Los truenos chocaban ruidosamente en lo alto, y el comandante se volvió para mirar las irregulares líneas de relámpagos que serpenteaban en el cielo. El centro del enjambre negro que circundaba el valle se esparció como luz que lo atravesaba. Miles de shataikis empezaron a caer del cielo, chillando. Era como si un amplio rayo de sol al rojo vivo hubiera dado de lleno en medio de los bichos quemándolos totalmente. La luz golpeó ruidosamente en el campo de batalla, y la tierra bajo el cuerpo de Qurong empezó a temblar.

El mundo se estaba acabando.

El comandante de las hordas se volvió lentamente hacia el mestizo. El mundo se estaba terminando, y solo había una tarea que daría la más pequeña medida de paz a un hombre que lo había perdido todo.

Qurong alargó la mano hacia su espada, asió fuertemente la empuñadura y se levantó de sobre las rodillas, temblando de pies a cabeza.

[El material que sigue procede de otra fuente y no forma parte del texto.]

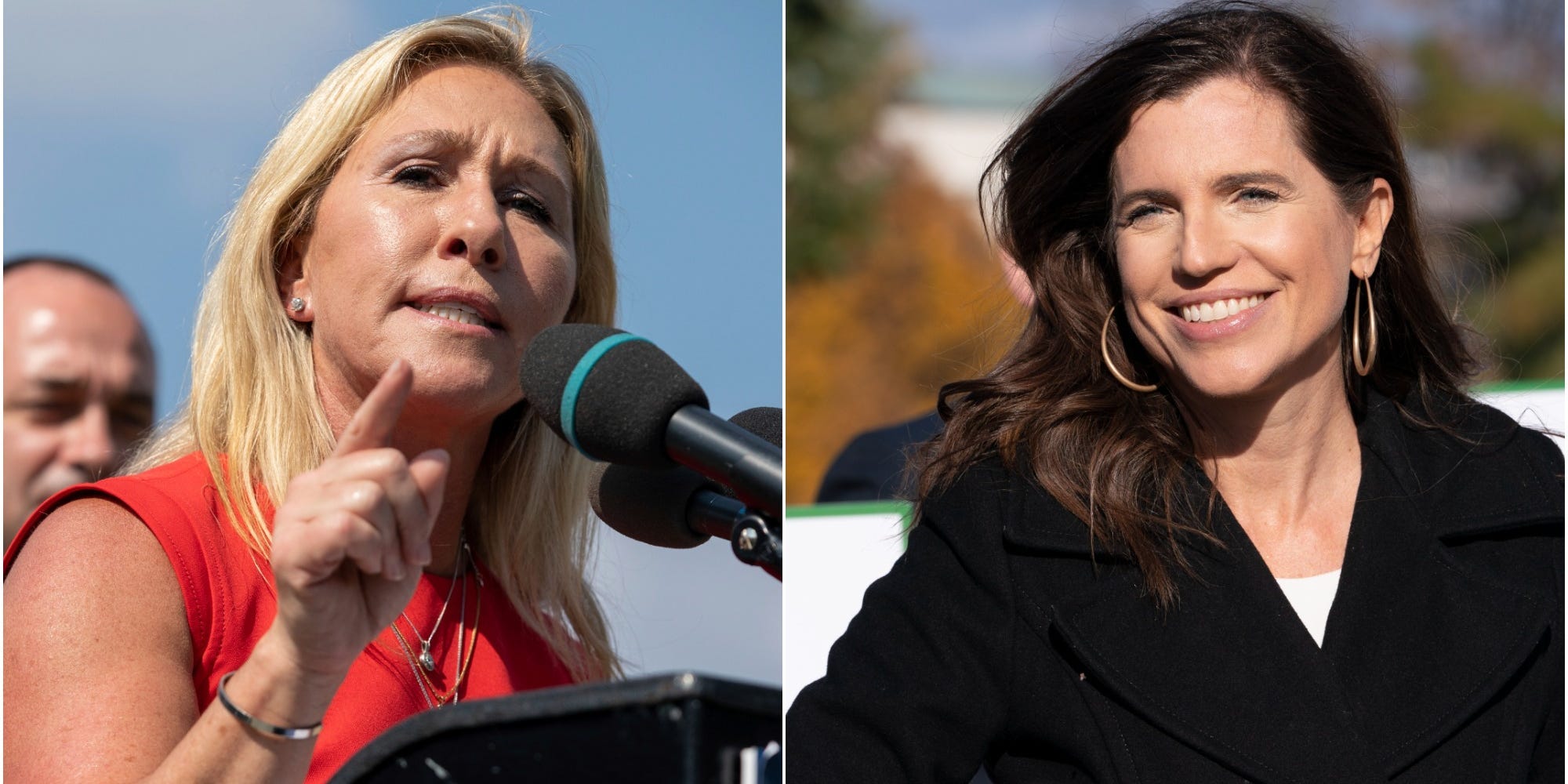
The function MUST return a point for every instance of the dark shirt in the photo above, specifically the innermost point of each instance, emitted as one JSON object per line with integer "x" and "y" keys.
{"x": 1001, "y": 639}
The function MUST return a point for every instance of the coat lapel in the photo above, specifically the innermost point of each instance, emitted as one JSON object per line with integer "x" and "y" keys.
{"x": 1420, "y": 639}
{"x": 1230, "y": 672}
{"x": 1417, "y": 644}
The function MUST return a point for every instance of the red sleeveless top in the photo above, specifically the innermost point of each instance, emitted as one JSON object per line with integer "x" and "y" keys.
{"x": 230, "y": 603}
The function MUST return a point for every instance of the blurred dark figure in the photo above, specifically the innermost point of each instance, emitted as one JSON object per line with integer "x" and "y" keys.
{"x": 79, "y": 380}
{"x": 874, "y": 465}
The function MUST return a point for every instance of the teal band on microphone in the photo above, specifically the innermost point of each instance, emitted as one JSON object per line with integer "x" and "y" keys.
{"x": 575, "y": 385}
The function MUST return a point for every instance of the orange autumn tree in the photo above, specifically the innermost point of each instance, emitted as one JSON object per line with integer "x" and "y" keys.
{"x": 921, "y": 305}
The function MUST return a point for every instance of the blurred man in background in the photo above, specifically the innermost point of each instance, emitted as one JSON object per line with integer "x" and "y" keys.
{"x": 79, "y": 379}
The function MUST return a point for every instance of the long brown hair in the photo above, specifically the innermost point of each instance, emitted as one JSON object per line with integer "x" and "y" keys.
{"x": 1112, "y": 457}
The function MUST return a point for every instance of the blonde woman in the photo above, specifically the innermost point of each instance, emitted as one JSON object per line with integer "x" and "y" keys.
{"x": 355, "y": 518}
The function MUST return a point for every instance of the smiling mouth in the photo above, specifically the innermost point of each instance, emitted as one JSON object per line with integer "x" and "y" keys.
{"x": 1219, "y": 308}
{"x": 454, "y": 313}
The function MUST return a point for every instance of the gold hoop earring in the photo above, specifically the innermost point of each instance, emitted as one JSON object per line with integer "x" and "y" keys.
{"x": 1363, "y": 368}
{"x": 1105, "y": 354}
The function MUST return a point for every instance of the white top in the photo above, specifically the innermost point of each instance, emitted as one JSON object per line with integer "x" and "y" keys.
{"x": 1312, "y": 598}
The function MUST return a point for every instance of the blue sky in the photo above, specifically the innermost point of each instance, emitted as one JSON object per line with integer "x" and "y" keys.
{"x": 131, "y": 131}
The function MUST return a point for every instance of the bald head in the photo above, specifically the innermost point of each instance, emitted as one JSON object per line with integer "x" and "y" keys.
{"x": 79, "y": 382}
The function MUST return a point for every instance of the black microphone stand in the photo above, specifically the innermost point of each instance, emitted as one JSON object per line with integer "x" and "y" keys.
{"x": 753, "y": 537}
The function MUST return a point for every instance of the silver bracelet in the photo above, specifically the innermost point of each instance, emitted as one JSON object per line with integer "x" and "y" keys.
{"x": 263, "y": 727}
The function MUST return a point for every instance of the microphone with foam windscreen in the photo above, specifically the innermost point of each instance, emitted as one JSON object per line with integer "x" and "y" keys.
{"x": 619, "y": 399}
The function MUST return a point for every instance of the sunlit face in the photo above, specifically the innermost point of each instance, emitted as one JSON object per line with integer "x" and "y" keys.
{"x": 1235, "y": 252}
{"x": 78, "y": 385}
{"x": 446, "y": 239}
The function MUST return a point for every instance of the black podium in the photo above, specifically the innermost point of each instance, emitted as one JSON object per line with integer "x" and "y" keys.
{"x": 675, "y": 728}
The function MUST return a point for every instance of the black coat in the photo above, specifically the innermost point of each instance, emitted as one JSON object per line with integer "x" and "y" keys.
{"x": 998, "y": 641}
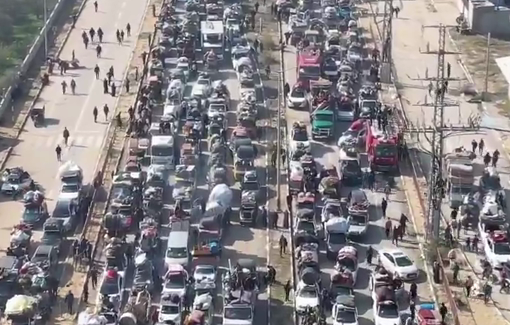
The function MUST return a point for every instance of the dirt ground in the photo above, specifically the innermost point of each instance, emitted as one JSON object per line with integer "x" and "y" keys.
{"x": 474, "y": 54}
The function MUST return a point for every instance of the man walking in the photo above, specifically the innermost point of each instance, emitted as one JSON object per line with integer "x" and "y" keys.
{"x": 283, "y": 245}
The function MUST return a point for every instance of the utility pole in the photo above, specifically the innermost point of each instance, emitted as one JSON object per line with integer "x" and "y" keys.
{"x": 387, "y": 40}
{"x": 437, "y": 183}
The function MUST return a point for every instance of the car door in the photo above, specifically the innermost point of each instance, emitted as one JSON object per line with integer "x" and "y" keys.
{"x": 389, "y": 262}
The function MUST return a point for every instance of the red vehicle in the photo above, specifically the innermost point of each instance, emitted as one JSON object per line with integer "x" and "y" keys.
{"x": 382, "y": 149}
{"x": 309, "y": 65}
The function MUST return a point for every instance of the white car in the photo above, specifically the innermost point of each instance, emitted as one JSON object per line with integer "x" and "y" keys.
{"x": 396, "y": 262}
{"x": 205, "y": 273}
{"x": 239, "y": 53}
{"x": 111, "y": 285}
{"x": 170, "y": 310}
{"x": 202, "y": 88}
{"x": 495, "y": 246}
{"x": 345, "y": 314}
{"x": 297, "y": 98}
{"x": 307, "y": 296}
{"x": 70, "y": 191}
{"x": 176, "y": 281}
{"x": 386, "y": 313}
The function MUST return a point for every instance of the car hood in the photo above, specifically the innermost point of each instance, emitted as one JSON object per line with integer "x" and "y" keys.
{"x": 301, "y": 302}
{"x": 322, "y": 124}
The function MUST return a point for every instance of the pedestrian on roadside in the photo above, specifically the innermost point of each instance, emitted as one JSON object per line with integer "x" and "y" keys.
{"x": 396, "y": 235}
{"x": 387, "y": 228}
{"x": 384, "y": 206}
{"x": 283, "y": 245}
{"x": 69, "y": 300}
{"x": 86, "y": 293}
{"x": 94, "y": 113}
{"x": 58, "y": 151}
{"x": 106, "y": 110}
{"x": 468, "y": 285}
{"x": 443, "y": 311}
{"x": 370, "y": 255}
{"x": 65, "y": 135}
{"x": 287, "y": 287}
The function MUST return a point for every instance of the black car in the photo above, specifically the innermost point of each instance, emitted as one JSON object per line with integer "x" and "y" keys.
{"x": 46, "y": 257}
{"x": 53, "y": 234}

Se abalanzó hacia el mestizo que estaba paralizado por la confusión. La ira del líder brotó como un largo y brutal grito desde el fondo de su ser, y con todas las fuerzas blandió la espada para cercenar el cuerpo del hombre, casi por la mitad del pecho.

El mestizo lo miró con ojos desorbitados, luego cayó muerto a los pies del caudillo, llevándose con él la espada de Qurong.

El líder de las hordas se quedó encaramado sobre los cuerpos muertos, aletargado.

Entonces cayó de bruces cerca de la cabeza de Chelise y lloró sobre la tierra.